I’m so glad to have gotten my Ergo in time for the camping trip and Chicago trip later this month too. Yay! I haven’t been able to wear it yet because my neck is still twisted in a nasty knot, but its getting better each day. The thing that made the best difference was a Wild Carrot Herbals salve containing arnica, birch and cottonwood. It worked so well! I am definitely preparing to get more into herbs soon as my next “learn something new” phase. I’ll save that all for another post
Vivian the VA… AND a herbalist? hmmmm…
September 9, 2009 2 Comments
Babywearing in the Winter?
So I was just commiserating the other day about how I’m not sure how I’m going to get through Portland’s drizzly cold (relatively) fall/winter as a baby wearer. I mean, how do you keep yourself and the tot warm without a coat and just, well, how is this possible?!

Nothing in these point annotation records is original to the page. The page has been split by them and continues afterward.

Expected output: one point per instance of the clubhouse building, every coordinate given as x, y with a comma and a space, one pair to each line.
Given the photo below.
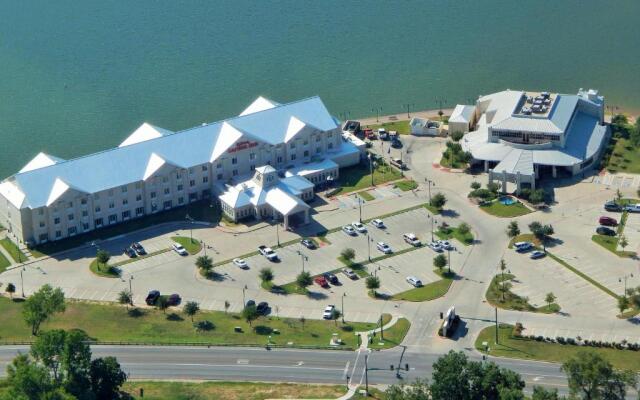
264, 163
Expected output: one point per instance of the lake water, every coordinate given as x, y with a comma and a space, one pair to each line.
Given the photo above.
79, 76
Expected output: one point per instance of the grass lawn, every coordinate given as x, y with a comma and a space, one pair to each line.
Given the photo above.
199, 211
107, 271
358, 177
392, 336
514, 347
112, 323
430, 291
158, 390
192, 246
13, 250
407, 185
500, 210
511, 300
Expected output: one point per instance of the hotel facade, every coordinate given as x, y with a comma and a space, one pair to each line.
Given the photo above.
294, 146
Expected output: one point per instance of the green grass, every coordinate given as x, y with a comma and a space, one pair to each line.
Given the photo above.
511, 300
199, 211
406, 185
358, 177
366, 196
107, 271
192, 246
158, 390
500, 210
13, 250
523, 348
429, 291
392, 336
112, 323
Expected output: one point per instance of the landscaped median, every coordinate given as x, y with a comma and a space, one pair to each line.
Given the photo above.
551, 349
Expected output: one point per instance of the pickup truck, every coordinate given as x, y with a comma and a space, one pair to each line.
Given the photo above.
267, 252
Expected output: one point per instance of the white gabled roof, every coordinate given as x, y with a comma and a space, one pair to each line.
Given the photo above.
143, 133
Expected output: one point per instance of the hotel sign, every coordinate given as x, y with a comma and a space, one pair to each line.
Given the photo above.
242, 146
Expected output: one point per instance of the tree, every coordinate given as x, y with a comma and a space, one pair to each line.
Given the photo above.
125, 298
591, 377
41, 305
191, 309
348, 255
440, 261
250, 313
102, 258
266, 274
550, 298
513, 229
106, 378
373, 283
11, 289
438, 201
303, 280
204, 264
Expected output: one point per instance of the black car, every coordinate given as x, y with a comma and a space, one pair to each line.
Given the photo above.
152, 297
262, 308
603, 230
612, 206
331, 278
308, 243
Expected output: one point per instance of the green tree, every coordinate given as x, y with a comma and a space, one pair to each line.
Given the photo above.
266, 274
440, 261
106, 378
513, 229
438, 201
303, 280
191, 309
41, 305
373, 284
591, 377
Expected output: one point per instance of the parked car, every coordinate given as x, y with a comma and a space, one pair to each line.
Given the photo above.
411, 239
331, 278
612, 206
137, 247
152, 297
240, 263
414, 281
383, 247
174, 300
537, 254
350, 274
603, 230
308, 243
358, 226
328, 311
321, 281
607, 221
177, 247
348, 229
268, 253
262, 308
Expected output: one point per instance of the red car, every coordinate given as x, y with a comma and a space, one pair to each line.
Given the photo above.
608, 221
320, 280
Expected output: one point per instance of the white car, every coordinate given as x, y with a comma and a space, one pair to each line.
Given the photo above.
348, 229
411, 239
383, 247
177, 247
328, 311
359, 227
240, 263
414, 281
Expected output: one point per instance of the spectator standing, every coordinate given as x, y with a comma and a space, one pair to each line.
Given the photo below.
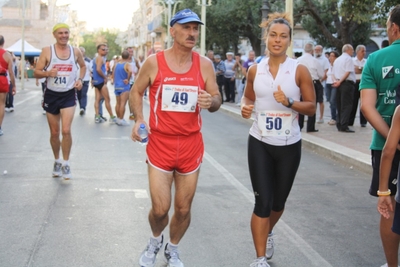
379, 82
58, 64
229, 78
324, 62
6, 69
345, 79
122, 73
317, 73
330, 90
239, 77
219, 67
274, 87
82, 94
359, 62
175, 145
99, 80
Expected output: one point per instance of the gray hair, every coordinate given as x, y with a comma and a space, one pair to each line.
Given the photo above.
309, 48
346, 47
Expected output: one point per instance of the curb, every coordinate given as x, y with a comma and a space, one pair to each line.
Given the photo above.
346, 156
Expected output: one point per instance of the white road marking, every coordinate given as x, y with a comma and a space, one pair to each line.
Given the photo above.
139, 193
300, 243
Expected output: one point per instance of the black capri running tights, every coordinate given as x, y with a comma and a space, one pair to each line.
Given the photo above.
272, 172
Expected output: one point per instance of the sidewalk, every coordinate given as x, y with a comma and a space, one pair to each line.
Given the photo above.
350, 149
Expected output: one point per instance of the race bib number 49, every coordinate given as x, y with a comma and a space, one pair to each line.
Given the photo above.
179, 98
275, 123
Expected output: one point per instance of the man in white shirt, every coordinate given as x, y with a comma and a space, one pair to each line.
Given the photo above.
324, 62
359, 62
345, 78
317, 74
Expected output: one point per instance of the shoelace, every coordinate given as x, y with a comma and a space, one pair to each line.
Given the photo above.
152, 247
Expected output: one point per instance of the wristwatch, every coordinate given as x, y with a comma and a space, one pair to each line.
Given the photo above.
290, 101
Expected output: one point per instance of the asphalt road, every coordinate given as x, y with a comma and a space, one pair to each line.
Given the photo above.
99, 218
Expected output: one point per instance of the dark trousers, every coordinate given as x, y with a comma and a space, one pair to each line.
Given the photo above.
10, 97
311, 119
344, 104
229, 85
356, 98
220, 82
82, 95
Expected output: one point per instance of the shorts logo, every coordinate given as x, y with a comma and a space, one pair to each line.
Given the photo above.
388, 72
167, 79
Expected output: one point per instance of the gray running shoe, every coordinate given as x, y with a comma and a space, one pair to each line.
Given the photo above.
57, 169
172, 257
260, 262
66, 172
270, 246
149, 255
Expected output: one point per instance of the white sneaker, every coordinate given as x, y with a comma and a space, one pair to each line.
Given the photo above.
270, 246
66, 172
57, 169
123, 122
149, 255
260, 262
172, 256
113, 120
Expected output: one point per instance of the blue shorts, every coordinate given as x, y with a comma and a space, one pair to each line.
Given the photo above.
53, 101
396, 219
120, 92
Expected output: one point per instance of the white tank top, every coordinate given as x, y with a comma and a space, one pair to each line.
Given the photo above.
274, 123
67, 71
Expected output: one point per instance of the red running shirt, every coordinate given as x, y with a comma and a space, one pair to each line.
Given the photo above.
173, 99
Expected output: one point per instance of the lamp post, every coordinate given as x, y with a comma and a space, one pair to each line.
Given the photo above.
264, 16
289, 10
170, 3
203, 4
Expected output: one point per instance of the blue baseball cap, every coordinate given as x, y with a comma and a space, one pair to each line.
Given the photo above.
185, 16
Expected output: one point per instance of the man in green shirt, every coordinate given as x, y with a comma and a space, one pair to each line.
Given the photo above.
379, 82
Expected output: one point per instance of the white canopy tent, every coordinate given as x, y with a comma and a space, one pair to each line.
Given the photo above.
29, 49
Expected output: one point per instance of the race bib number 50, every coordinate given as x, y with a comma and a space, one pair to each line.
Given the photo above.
179, 98
275, 123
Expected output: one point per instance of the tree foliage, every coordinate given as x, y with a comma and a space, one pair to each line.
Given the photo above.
91, 40
333, 23
229, 21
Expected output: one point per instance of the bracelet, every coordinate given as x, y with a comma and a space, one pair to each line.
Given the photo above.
384, 193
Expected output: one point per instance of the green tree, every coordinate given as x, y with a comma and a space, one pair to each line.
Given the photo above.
333, 23
91, 40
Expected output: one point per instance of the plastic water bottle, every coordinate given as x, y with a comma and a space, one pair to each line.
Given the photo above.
143, 134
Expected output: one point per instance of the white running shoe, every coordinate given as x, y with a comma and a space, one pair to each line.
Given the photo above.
260, 262
66, 172
172, 256
149, 255
57, 169
113, 120
270, 246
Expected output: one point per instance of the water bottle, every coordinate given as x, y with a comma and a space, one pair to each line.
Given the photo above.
143, 134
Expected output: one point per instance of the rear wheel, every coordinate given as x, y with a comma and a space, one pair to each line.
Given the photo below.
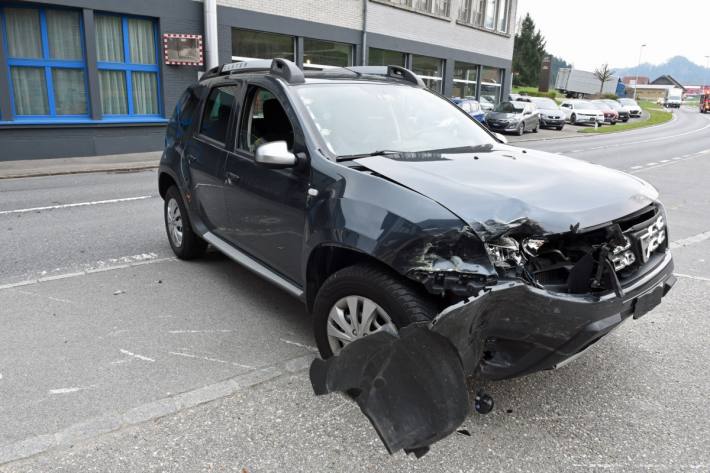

So some one (THANKS JENNY!) recommended the site CottonBabies for some of my cloth diapering questions and I found this product. As Seth and now Ethan would say: “what.” This product is the bomb diggity. (which is not something either Seth OR Ethan — OR anyone with an ounce of coolness would say.)
I guess it never occurred to me that the geniuses out there who invent stuff would have this babywearing in the winter thing covered. Neat.
I just gotta put a little sumthin’ sumthin’ away before, say, the end of October, so as to get myself one of these bad boys. Passing along the info in case anyone else had the same conundrum. (I really like that word, how it just rolls off the tongue… CON NUN DRUM! …Okay. It’s time for bed.)